The function should print the top num_words words in the data set, in descending order, along with their counts. For example, I obtained these counts on the text of Grimm’s Fairy Tales:

print_top_words(d, 10)

Output:

little               388 
away                 278 
king                 264 
man                  214 
old                  201 
time                 184 
day                  181
come                 170 
home                 170 
shall                168

For full credit, PLEASE USE RECURSION. It’s also possible to do this problem using a loop; loop-based solutions will receive most but not all of the credit. Your recursion-based solution might use both recursion and a loop - that’s fine in this case!

To do this recursively:

  • if the input dictionary is not empty and num_words is positive:
    • Find the word with the highest count in the dictionary, and print it.
    • Remove that word from the dictionary.
    • Reduce num_words by 1.
    • Call print_top_words() with the modified dictionary and reduced num_words.

HINTS:

  • The implementation have some similarities with what you did for matched_min on Homework 4.
  • print(f"{word:20} {count}") will print your word and count in a pretty way, like shown above.
  • It’s ok if your function prints MORE than the specified number of words, in case some words are tied for 10th.
  • The largest value in the dictionary d can be found using max(d.values()).
  • d.pop() can be used to remove key-value pairs from dictionaries.

Problem 5: putting it all together (summarize_file)

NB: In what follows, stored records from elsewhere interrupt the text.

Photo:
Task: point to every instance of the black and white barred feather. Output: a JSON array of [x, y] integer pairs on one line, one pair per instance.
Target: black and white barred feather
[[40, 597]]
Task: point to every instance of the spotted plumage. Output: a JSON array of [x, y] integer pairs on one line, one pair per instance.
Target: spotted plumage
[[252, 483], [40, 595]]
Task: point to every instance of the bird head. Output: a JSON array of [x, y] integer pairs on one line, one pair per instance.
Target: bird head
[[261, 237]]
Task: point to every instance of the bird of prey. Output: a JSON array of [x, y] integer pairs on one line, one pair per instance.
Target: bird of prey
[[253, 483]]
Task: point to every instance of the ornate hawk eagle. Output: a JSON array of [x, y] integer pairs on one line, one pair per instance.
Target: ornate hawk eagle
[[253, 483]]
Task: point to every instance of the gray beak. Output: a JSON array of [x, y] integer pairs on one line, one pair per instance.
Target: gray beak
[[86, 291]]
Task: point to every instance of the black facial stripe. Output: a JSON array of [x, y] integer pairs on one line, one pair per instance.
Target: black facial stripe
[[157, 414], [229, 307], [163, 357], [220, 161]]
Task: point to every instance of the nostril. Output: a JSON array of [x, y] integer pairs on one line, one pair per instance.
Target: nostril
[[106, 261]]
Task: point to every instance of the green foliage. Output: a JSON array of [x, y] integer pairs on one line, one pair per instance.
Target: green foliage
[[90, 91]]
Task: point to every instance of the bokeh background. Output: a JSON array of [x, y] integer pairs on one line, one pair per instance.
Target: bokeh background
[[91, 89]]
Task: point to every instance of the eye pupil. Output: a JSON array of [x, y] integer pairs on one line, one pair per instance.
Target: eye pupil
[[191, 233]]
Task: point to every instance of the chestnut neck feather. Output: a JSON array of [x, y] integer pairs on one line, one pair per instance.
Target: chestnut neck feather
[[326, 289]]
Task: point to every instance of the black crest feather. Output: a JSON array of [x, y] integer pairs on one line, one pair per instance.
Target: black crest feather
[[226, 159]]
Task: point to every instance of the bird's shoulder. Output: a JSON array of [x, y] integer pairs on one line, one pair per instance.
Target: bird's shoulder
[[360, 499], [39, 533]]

Using the functions that you implemented for problems 2-4, along with the load_words function, write a function summarize_file that takes a string filename and a list stopwords as input. Your function should:

  • Use load_words to read the file and create a list words
  • Use count_words to convert words to a dictionary counts
  • Use remove_stopwords to create a new dictionary clean_counts without stopwords
  • Use print_top_words to print the 10 top words from clean_counts

In the end, you should be printing the 10 most frequent words from filename that are not stopwords! Your function shouldn’t return anything.

Test your funciton on your "story.txt" file to make sure everything is working before submitting to gradescope!